Stirling has seen the biggest fall in cases with a 58% drop in cases, followed by West Lothian with a 40% cut.

Any decrease in infection rates is good news - but it's important to place these declines in context.

If we take the four local authorities at the top of the chart on 20 November, three of them (Glasgow, North Lanarkshire and South Lanarkshire) were already seeing sustained declines in case rates.

Glasgow in particular saw its cases finally start to decline in early November after remaining at high levels for a number of weeks.

The city has actually been under some form of extra restrictions since 1 September, when a ban on indoor visiting was introduced, external.

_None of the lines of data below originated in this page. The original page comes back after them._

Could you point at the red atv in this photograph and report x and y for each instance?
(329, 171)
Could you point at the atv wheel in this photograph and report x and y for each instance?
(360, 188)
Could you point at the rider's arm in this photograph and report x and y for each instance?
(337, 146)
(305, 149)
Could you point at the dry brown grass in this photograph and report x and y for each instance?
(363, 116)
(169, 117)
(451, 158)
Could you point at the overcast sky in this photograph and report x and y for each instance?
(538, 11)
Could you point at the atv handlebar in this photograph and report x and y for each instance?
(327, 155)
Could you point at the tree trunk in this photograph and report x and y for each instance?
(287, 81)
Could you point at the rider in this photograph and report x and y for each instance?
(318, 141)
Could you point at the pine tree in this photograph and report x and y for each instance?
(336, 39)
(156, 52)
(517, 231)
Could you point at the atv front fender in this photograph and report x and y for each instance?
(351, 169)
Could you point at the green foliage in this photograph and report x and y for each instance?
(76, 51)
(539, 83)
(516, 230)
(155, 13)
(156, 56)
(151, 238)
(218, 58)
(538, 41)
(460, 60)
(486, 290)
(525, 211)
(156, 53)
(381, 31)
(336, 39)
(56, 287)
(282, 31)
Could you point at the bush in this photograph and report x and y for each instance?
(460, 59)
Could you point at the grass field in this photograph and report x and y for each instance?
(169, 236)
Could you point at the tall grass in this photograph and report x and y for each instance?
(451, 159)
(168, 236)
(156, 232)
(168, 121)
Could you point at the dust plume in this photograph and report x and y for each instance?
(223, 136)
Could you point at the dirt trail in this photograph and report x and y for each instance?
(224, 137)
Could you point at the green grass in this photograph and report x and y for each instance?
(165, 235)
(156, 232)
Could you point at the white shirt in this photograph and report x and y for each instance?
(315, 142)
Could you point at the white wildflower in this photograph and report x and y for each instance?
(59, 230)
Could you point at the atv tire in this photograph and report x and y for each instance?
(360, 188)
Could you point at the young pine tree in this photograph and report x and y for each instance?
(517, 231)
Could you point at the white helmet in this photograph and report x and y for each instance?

Pubs and restaurants have also been closed for much of the central belt since 9 October.

What about the positivity rate?

The positivity rate is the percentage of tests that come back positive, and it's another key measure for the Scottish government.

If you take a seven-day average of the rate on 20 November and compare that with 3 December, rates are mainly down across the 11 level four councils.

There has been very little change in East Ayrshire and South Ayrshire.

And in West Lothian - where the total number of cases has fallen significantly - the positivity rate has actually gone up from 5.5% to 8.3%. Potentially this could be because health authorities are tackling a clear cluster of cases and so testing is very targeted.

The positivity rate is important because the World Health Organisation considers it a key measure when judging the status of a Covid-19 outbreak within a country.

The organisation says that if less than 5% of samples from a comprehensive testing system return a positive result over two weeks then it is one indication of an epidemic is under control, external.

The average rate for the whole of Scotland on 3 December was 5.2% - so six of the level four areas were above that.

How are infection rates changing in level three areas?

There are 10 local authorities currently in level three, including Edinburgh and Dundee.

Looking over the same period, two of them - Clackmannanshire and North Ayrshire - have seen the weekly average of Covid cases per 100,000 people rise.

In Clackmannanshire, infection rates rose by almost 43% between 20 November and 3 December, with provisional figures indicating they may increase further in the coming days.

What's the Scotland-wide picture?

Across Scotland, cases are continuing to fall - going down from 139 weekly cases per 100,000 people on 20 November, to 101 on 3 December, despite the rises in some hotspot areas.

The use of Scotland's tough level four restrictions may not be solely responsible for beginning to drive rates down - but the figures seem to indicate it has kept rates mainly moving downwards.

The question now is whether the measure has done enough to prevent a possible post-Christmas surge in cases from spiralling out of control.

Scotland's national clinical director, Prof Jason Leitch, said public health advisors felt there was "quite a lot of risk coming", as more than two million people prepared to move to less severe restrictions this Friday.

"Retail will open and we're slightly concerned about that, and the other thing we're worried about is Christmas," he told BBC Radio's Good Morning Scotland programme.

"Those two things together make us cautious about the rest of the changes that will be possible today... We would ask people not to rush - just to be careful."